Why the concern over seed ownership?
Permanent contamination of natural seeds by “transgenic technologies” (), including plants bred to produce pharmaceuticals; crops created to withstand herbicides; and plants that produce pesticides for crop protection. USDA regulation is fragmented and lacks effective oversight, says Matt Dillon, director of advocacy for the Organic Seed Alliance. “Companies are allowed to submit their own ‘research’ to demonstrate the safety of their seed modifications,” he adds.
2. Supply monopolization. “Allowing the patenting of plant genetics made seed an attractive investment for non-seed companies that saw a chance to capitalize on a previously public-domain resource,” says Dillon. “Now seed saving, which has been a safety net in the food system for thousands of years, is restricted, and our food supply is held hostage by those who control the seed. In addition, farmers have lost a right that has been core to their sovereignty since agriculture began.”

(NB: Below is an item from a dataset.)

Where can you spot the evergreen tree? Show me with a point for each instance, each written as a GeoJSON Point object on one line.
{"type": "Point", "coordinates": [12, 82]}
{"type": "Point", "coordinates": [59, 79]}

3. Narrowed genetic diversity. With corporate seed monopolization, diversity shrinks, while public plant breeding and seed-conservation efforts concurrently dwindle. “Genetic diversity is always important but especially so in a time of climate change,” says Dillon. “We need plants with the elasticity to respond to unpredictable environmental flux.”
What you can do
Join seed advocacy efforts, such as the Center for Food Safety, to become better informed and responsive when political actions are needed.
Consider starting a community seed-saving program. “It’s tough for a single gardener to do a good job saving more than a couple of varieties, but a community can save dozens,” says Dillon.